不安な状態から気持ちを切り替えるには、自分と同じように不安を持つ人と話すことである。
悩んだり、苦しんだり、辛い思いをしている人というのは、結構いるものだ。
しかし、自分から人と会ってそういう話をしようと思う人は少ないように思える。
とりあえずは、親しい人にざっくばらんに話してみるとか、ちょっと打ち明けてみようという気持ちで「ちょっとこんな話をしてみてもよいかな」くらいの切り出しでもよいので、そうした機会を自分から作ってみるとよい。
よほど特殊で深刻な悩みというなら話は別だし、相手に気を遣って離せないという気持ちも分かる。
しかし、一般的な悩みごとなんて大体みんな同じようなことが多いので、「あー、自分もそう思ってた」とか、「それ、よくあるよね」などと共感も得やすいだろう。
結局、ただ誰にも相談しないで「自分だけが悩んでいる」という状態に陥って溜め込んでいるから、不安や孤独感などのプレッシャーを感じてしまっているということもあるのだ。
いざ話してみれば、「そんな小さいことで悩んでいたの?」と思われてしまうかもしれない。
また、自分の頭の中でモヤモヤを増幅していただけで、実際に言葉にしてまとめて他人に話してみたら、簡潔にまとまりすぎて悩みでなくなってしまうということもあるかもしれない。
悩みを話す、特に、同じような悩みを持っている他人と話すということは、そうするだけでも不安感や孤独感が瞬間的に癒されるものである。

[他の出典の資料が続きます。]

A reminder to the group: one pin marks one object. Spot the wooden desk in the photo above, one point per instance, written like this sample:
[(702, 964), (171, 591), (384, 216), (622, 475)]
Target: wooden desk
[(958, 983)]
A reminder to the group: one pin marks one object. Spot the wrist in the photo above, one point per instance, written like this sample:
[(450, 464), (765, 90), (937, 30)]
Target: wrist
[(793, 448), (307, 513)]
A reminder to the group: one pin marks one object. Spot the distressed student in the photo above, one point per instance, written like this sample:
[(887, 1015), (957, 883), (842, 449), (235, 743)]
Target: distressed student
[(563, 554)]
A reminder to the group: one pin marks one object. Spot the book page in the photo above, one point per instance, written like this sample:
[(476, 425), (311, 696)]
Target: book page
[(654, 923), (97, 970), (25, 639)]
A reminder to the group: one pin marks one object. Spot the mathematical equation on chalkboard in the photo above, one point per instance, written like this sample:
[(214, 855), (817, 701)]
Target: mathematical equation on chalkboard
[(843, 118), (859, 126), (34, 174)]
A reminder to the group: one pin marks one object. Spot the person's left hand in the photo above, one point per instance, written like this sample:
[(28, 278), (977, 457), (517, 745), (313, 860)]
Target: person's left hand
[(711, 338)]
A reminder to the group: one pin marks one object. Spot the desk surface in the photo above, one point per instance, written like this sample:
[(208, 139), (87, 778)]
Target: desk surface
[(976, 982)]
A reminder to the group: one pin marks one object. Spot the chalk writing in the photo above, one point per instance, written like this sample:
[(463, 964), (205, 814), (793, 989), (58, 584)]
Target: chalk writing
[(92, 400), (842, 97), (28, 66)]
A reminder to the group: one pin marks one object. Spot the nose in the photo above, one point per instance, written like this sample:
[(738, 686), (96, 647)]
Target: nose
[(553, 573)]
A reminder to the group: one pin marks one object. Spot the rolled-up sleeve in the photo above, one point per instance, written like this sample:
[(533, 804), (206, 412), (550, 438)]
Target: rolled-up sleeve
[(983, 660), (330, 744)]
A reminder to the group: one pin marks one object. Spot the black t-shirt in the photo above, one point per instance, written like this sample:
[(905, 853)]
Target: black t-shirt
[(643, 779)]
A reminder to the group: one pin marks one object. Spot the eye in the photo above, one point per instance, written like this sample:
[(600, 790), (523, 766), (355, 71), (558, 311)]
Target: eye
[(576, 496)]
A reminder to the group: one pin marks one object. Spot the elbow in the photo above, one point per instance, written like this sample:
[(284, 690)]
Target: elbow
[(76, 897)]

人と話すことだけでも、「少しほっとする」とか、「リラックスできる」という状態になる。
別に2時間も3時間も議論するわけではなく、5分10分話すくらいでよいし、それだけでも気持ちが楽になることも多いのだから、相手の都合さえ合えば一人で悩み苦しむよりはやってみた方がよいだろう。
自分の悩みや苦しみを他人に打ち明けることは、「自己開示」をするとも言える。
他の人には話せないことを、自分の信頼できる人に打ち明けてみるということである。
最初は、「最近ちょっと大変だよね」とか、「ちょっと悩んでることがあるんだけど」と切り出すのは、簡単な言葉でも勇気がいるかもしれない。
しかし、その勇気をなんとか少しだけでも出して、親しい友人などに言ってみる。
それだけで、少し気持ちは楽になることが多い。
「相談できる友達なんかいない」と思うかもしれないが、悩み事や不安な事くらい誰でも抱えているものである。
もし断られたりマウントを取られてしまうようなら、親しいと思っていたその人との人間関係を見つめ直してみればよいし、その反対に、相手の方から悩みや弱音を打ち明けられたら、あなたが他の人よりも信頼されているということにもなるだろう。
傷を舐め合う関係になるのは良くないが、悩みをお互いに話せる関係というのは決して悪いものではないし、そうしたことを話し合えるからこそ、話すからこそ、人間関係もその親密度もより深まっていくのである。
さらに、「打ち明けることで自分の気持ちが楽になったり癒される」と思うだけでなく、「相手にも同じことをしてあげている」と思えるようになれば、コミュニケーションの取り方も今までとはまた変わってくるだろう。
先にも少し述べたが、他人の悩み事を聞くのが嫌な人もいるから、断られてしまうこともあるかもしれないが、そうでない人だっているので、何事も経験である。
たった一人で悩んで孤独や不安に押し潰されてしまうよりは、是非とも勇気を持って自分からコミュニケーションを取っていった方がよいだろう。